Nie odzywałem się. Dlaczego on nie może sobie pójść...?
- Alecuś, nie ignoruj swojego przyszłego chłopaka - powiedział ze śmiechem.
Chwila. Co? Natychmiast przystanąłem, co on zrobił kilka kroków przede mną. Uniosłem na niego spojrzenie pełne niezrozumienia, podczas gdy jego odpowiedzią był uśmiech. Ale nie byle jaki.
Słodki, emitujący pozytywną energię. Taki, który roztapiał lód na sercu i...
- Alec? - azjata pomachał mi ręką przed twarzą, a ja momentalnie wróciłem na ziemię.
- C-co? - pokręciłem głową i spojrzałem na niego.
- Jej, mówisz! - wykrzyknął uradowany. Ma piękne iskierki w oczach, gdy się cieszy...
- Ee... Tia - przytaknąłem.
Ominąłem Magnusa i ruszyłem w dalszą drogę do domu, zastanawiając się, dlaczego tak nagle strach i zestresowanie minęło.

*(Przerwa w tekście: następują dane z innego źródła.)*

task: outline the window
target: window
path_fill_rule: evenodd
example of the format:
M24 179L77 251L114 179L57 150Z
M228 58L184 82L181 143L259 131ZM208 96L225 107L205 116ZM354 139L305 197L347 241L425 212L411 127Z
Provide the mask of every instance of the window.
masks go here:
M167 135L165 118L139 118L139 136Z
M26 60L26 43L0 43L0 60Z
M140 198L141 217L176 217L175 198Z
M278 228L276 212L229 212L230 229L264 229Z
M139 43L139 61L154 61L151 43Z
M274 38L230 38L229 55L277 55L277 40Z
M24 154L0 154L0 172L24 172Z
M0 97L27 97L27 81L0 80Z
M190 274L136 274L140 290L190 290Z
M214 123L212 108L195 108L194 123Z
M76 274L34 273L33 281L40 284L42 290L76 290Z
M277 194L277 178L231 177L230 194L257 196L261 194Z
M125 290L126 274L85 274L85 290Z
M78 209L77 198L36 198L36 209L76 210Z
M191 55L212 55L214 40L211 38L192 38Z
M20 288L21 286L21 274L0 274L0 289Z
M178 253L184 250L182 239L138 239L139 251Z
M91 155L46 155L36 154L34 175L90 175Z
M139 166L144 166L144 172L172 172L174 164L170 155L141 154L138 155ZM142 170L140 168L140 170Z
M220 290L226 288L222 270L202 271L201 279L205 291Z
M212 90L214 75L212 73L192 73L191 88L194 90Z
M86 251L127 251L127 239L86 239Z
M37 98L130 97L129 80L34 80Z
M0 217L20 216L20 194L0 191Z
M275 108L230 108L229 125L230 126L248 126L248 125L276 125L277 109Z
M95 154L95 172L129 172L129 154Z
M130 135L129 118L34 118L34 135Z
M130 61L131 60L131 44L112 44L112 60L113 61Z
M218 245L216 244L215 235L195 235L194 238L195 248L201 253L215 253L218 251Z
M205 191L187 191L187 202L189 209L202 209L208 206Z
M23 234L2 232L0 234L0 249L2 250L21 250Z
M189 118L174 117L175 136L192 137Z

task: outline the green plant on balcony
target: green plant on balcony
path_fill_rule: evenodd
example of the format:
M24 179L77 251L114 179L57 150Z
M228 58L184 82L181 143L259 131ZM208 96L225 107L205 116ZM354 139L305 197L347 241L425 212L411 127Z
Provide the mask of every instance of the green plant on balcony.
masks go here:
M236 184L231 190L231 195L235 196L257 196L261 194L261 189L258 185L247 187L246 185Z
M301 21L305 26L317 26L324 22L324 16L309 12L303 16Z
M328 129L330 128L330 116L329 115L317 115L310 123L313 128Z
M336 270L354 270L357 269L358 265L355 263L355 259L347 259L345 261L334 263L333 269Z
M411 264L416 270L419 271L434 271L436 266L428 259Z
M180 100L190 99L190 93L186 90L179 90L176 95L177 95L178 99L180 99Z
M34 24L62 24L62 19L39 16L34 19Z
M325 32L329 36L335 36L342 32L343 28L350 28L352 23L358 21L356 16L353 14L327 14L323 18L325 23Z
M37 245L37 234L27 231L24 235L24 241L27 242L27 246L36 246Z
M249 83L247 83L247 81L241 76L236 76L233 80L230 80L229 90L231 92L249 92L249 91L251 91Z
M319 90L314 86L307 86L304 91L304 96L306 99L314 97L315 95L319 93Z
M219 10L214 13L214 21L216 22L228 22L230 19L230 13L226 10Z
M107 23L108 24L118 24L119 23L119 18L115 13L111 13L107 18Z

Przez resztę kilko minutowej drogi Magnus zacięcie opowiadał o kamieniach szlachetnych i ogólnie brylantach, czy diamentach. Nie wiem, co go tak nagle tknęło na ten temat, ale słuchałem go z zaciekawieniem. Miał bardzo przyjemną barwę głosu. Aż chciałem spytać, czy śpiewa.
Kiedy ze smutkiem zdałem sobie sprawę, że zbliżamy się do furtek ogrodzeń naszych domów, zwolniłem kroku.
- Zauważyłem to - powiedział rozbawiony mój towarzysz. Zerknąłem na niego z pytajnikami w oczach, mając nadzieję, że nie będę musiał się odzywać. I nie musiałem. - Zwolniłeś kroku, zauważyłem to, stokrotko.
- S-stokrotko? - spytałem zaskoczony i znowu się zatrzymałem.
- Tak - posłał mi szeroki uśmiech. - Jesteś śliczny i niewinny jak stokrotki.
Automatycznie spuściłem głowę i byłem pewny, że moja twarz wyglądała jak dorodny pomidor. Czy on musi gadać takie rzeczy...?
- To dozobaczenia, stokrotko - powiedział.
Kiedy uniosłem głowę, nie było go przede mną. A, no tak, stoimy już przy płocie. Odetchnąłem by wypuścić z siebie wszystkie emocje, które się we mnie kumulowały jak kumulacja w Lotto, i ruszyłem do domu mojego wujostwa.